La poésie d'Apollinaire à l'épreuve du journal
Résumé
Dans L’Esprit nouveau et les Poètes (1917) Apollinaire associe explicitement « la liberté encyclopédique » qu’il revendique pour la poésie aux innovations réalisées par les journaux dans la mise en forme du réel. En développant ces considérations, nous nous proposons d’aborder de plus près les relations entre le journal et le laboratoire poétique apollinarien, un aspect encore négligé dans les études consacrées aux échanges entre la littérature et la presse. On s’est concentré sur l’époque des Soirées de Paris (1912-1914) ; cette période coïncide avec une phase particulièrement féconde pour Apollinaire qui publie Alcools et Les Peintres cubistes (1913) et élabore « une esthétique toute neuve » dont il affirme n’avoir « plus retrouvé les ressorts », à l’origine de compositions expérimentales telles que les poèmes conversation et les calligrammes. Après avoir évoqué les enjeux à l’œuvre dans les rapports entre la poésie et le journal au début du siècle, on a analysé le rôle que l’esthétique du journal, matrice de formes et diffuseur de modèles textuels, a pu jouer dans l’élaboration de la modernité apollinarienne. L’exploration autour de textes emblématiques (« Zone », « Lundi rue Christine », « Lettre-Océan » et « Voyage ») a montré qu’Apollinaire a accueilli les défis lancés à la poésie par la civilisation médiatique en reprenant son bien au journal, dont il exploite les procédés et les ressorts (l’effet de mosaïque et de polyphonie cacophonique, les ressorts typographiques, la dislocation spatiale du texte) qu’il réinvestit dans sa recherche des formes nouvelles de l’expression poétique.

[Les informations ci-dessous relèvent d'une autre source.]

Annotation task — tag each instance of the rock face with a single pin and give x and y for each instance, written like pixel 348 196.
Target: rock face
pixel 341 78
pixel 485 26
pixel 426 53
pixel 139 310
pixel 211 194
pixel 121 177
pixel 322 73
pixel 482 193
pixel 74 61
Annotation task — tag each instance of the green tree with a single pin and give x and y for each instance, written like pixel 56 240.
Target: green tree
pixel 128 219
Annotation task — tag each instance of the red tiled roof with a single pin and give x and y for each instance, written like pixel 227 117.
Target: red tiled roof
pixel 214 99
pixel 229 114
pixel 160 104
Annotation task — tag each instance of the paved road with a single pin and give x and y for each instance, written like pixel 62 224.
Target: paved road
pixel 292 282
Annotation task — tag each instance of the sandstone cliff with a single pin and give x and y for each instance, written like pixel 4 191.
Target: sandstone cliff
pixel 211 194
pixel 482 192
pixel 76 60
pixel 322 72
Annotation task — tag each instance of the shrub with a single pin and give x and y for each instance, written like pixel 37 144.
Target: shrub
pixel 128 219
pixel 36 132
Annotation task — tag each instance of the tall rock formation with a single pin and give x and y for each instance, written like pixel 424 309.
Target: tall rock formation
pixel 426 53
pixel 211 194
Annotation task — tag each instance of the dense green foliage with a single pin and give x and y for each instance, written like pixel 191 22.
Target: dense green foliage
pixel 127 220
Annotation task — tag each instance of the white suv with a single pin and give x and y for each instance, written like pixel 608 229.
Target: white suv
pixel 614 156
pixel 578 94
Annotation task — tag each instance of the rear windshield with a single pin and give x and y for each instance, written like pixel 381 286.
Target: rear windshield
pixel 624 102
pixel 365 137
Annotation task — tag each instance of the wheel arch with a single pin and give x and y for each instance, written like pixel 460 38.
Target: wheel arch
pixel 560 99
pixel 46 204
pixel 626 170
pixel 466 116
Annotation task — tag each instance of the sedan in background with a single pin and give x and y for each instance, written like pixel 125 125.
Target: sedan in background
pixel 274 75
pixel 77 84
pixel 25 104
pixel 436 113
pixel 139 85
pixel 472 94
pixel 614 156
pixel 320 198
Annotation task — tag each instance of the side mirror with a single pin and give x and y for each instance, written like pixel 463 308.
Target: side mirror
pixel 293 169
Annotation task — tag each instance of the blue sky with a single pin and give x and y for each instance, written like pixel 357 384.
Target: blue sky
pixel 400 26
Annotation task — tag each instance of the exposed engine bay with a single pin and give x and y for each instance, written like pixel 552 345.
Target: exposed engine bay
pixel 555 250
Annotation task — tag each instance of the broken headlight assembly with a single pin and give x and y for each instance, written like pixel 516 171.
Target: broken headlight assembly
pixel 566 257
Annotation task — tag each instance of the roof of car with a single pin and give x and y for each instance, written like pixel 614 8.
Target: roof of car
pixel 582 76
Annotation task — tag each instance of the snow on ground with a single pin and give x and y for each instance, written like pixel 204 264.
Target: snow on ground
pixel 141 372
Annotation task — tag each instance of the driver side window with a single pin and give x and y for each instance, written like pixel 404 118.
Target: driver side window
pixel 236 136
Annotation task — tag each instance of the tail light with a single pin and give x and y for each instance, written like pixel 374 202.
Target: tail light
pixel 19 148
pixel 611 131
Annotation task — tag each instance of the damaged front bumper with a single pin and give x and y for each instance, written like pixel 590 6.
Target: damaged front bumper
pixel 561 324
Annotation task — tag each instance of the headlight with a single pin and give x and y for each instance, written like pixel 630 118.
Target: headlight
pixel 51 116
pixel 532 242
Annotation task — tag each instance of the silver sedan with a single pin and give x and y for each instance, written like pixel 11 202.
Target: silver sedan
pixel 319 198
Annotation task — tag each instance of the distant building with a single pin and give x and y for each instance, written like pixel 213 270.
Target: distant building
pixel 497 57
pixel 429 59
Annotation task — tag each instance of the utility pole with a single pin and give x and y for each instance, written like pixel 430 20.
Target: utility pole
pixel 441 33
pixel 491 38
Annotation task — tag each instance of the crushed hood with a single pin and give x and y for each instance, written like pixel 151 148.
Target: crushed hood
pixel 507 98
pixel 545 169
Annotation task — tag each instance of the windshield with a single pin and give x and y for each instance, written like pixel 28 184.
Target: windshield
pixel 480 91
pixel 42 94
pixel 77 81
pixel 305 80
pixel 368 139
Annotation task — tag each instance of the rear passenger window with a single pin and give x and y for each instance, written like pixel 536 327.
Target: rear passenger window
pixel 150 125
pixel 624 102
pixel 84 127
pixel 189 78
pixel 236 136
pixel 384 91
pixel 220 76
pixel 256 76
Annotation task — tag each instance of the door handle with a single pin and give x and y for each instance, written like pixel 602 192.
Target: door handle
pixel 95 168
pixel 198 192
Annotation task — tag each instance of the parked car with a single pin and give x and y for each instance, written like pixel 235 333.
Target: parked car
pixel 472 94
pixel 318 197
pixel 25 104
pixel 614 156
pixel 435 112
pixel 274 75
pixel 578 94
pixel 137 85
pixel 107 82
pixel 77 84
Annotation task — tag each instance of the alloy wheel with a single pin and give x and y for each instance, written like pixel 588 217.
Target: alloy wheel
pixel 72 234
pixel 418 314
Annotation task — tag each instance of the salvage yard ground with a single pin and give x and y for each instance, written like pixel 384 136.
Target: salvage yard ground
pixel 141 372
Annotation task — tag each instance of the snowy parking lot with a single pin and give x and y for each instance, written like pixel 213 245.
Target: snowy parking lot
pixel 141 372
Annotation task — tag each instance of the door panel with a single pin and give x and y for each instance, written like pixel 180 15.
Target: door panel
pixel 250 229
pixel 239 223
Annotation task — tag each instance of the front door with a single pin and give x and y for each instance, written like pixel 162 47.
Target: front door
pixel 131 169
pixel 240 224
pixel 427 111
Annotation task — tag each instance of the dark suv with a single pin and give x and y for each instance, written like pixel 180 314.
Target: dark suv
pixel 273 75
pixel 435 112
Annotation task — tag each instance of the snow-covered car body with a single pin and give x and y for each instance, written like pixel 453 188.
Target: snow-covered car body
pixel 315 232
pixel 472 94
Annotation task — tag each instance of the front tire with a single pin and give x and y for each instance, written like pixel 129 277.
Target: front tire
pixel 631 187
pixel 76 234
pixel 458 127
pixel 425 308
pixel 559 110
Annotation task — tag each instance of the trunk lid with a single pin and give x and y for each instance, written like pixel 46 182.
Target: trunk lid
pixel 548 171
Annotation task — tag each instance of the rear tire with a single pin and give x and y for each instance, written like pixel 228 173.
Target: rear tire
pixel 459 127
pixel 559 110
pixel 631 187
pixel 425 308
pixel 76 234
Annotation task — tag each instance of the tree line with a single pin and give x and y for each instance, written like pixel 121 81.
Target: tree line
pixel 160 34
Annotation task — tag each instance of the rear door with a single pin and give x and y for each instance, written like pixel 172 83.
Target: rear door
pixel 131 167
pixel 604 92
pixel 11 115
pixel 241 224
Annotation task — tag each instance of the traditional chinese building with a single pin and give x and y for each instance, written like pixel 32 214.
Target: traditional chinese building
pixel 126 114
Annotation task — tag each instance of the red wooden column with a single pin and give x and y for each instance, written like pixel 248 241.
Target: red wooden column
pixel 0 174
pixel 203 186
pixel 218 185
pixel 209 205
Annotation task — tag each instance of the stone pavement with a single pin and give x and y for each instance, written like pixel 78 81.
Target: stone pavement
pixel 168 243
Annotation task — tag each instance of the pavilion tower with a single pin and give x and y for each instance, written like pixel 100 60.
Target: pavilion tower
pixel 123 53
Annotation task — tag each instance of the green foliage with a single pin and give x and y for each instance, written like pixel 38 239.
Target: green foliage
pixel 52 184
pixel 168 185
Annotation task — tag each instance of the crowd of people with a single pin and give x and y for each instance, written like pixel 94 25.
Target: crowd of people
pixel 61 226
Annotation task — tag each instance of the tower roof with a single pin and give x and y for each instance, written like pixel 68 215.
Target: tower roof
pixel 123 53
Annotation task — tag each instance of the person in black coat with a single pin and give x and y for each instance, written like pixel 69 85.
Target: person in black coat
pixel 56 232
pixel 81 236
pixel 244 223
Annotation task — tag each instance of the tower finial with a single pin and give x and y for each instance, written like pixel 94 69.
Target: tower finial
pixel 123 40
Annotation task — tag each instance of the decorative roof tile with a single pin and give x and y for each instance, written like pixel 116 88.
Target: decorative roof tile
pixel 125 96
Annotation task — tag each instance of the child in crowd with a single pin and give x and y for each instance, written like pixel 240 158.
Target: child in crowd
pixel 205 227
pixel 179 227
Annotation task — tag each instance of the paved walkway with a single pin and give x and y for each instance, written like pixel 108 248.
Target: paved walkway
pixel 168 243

In L’Esprit Nouveau et les poètes (1917) Apollinaire explicitly associates “la liberté encyclopédique” he claims for poetry with innovations made by newspapers in the shaping of reality. In developing these suggestions, our purpose here is to examine the relations between the press and Apollinaire’s poetic laboratory, a still neglected subject in studies concerning exchanges between literature and the press. We focused on “Les Soirées de Paris” years (1912-1914); this period coincides with a particularly fertile poetic time for Apollinaire who publishes Alcools and Les Peintres cubistes (1913) and creates “une esthétique toute neuve”, source of experimental compositions such as poèmes conversation and calligrammes. After discussing the main issues involved in the relationship between poetry and the newspaper at the beginning of the century, we have analyzed the role that the press – considered as a matrix of textual models - could have played in the rise of Apollinaire’s modernist poetry. An investigation conducted on major texts such as « Zone », « Lundi rue Christine », « Lettre-Océan » and « Voyage » shows that Apollinaire accepted the challenge posed by media civilization by developing the main features of the modern newspaper (the mosaic effect and cacophonous polyphony, the typographical composition and the spatial dislocation of the text) that he reuses in his search for new poetic forms.